The editorial board

When Nicolás Maduro was sworn in by Venezuela’s Supreme Court for a second six-year term as president on Thursday, a notable judge was missing. Christian Zerpa, a one-time Maduro ally, recently fled the country. Interviewed this week in Florida, the former Supreme Court justice called Mr Maduro’s government “disastrous” and, more importantly, “illegitimate”. It was a crucial legal point. By the end of this week, the US, Canada, and most European and Latin American countries will not recognize Mr Maduro’s presidency as legitimate either. Venezuela is in social, economic and political freefall. Its institutions have been suborned by Mr Maduro and his inner circle.

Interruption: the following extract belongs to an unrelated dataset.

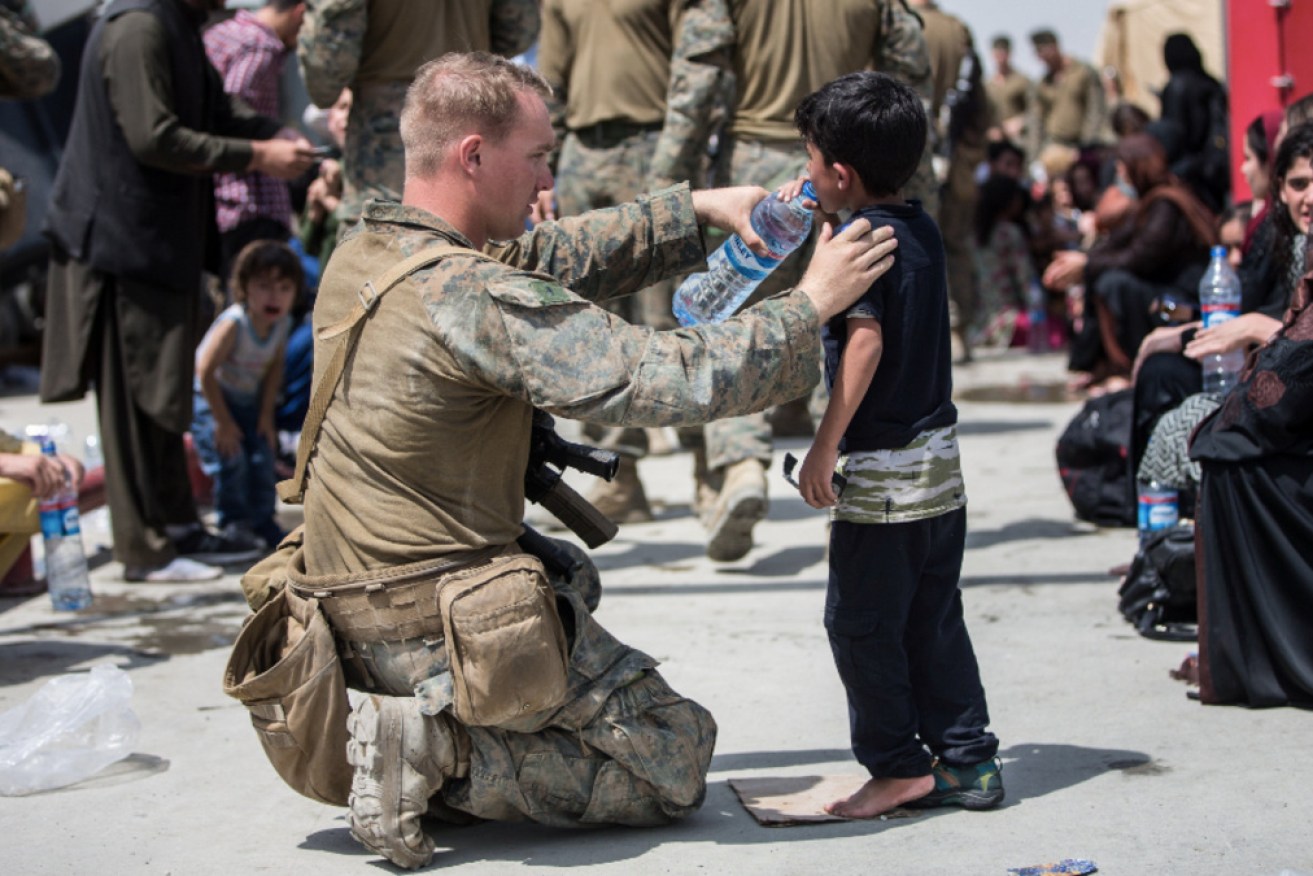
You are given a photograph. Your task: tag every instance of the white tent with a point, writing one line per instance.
(1132, 38)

The legal basis of his second presidential term is the elections in May last year, which most of the world, although not Russia, China or Turkey, declared to be fraudulent. As a result, so too is his presidency. To put the situation baldly: if Mr Maduro were removed from power next week, many international powers would not treat it as a coup as they never recognised the presidency in the first place. Mr Maduro’s swearing-in for a second term, therefore, marks a tipping point for the country. Greater international isolation is a given. Although military intervention has been all but ruled out, South American attitudes are hardening, especially in neighbouring Brazil under its rightwing president Jair Bolsonaro.

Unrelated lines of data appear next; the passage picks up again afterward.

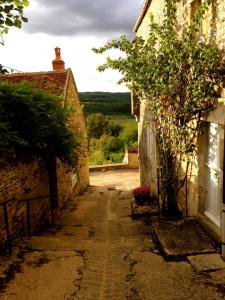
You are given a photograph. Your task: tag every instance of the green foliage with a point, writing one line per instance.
(129, 135)
(109, 147)
(11, 14)
(97, 124)
(106, 103)
(33, 122)
(178, 77)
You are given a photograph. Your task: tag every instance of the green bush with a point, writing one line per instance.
(33, 122)
(129, 135)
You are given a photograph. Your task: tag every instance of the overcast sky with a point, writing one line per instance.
(75, 26)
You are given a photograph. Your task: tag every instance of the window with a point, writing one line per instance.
(194, 8)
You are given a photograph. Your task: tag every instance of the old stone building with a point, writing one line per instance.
(206, 185)
(29, 179)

An escalation of sanctions on Venezuelan officials deemed guilty of corruption and human rights abuses is likely. Also possible, if more extreme, is a ban by the Trump administration on US companies selling the dilutants and other chemicals that Venezuela needs to blend with its otherwise unmarketable heavy crude. If that happened, and the country could not find substitutes elsewhere, around 300,000 barrels a day, or one-quarter of current production, would be affected. That would be a major financial blow, with undeniable social consequences. It would reduce the financial aid that Venezuela can provide to Cuba in return for military intelligence. It would also underline the costs to the Venezuelan military of their support for the regime.

Mr Maduro has managed to co-opt the generals through patronage and state-sanctioned corruption. That will become harder as the economy inevitably worsens, with or without sanctions. The international illegitimacy of his presidency will also rob the military of the constitutionality they have hidden behind to justify their support. A Zimbabwe-style transition, led by a palace coup, is possible.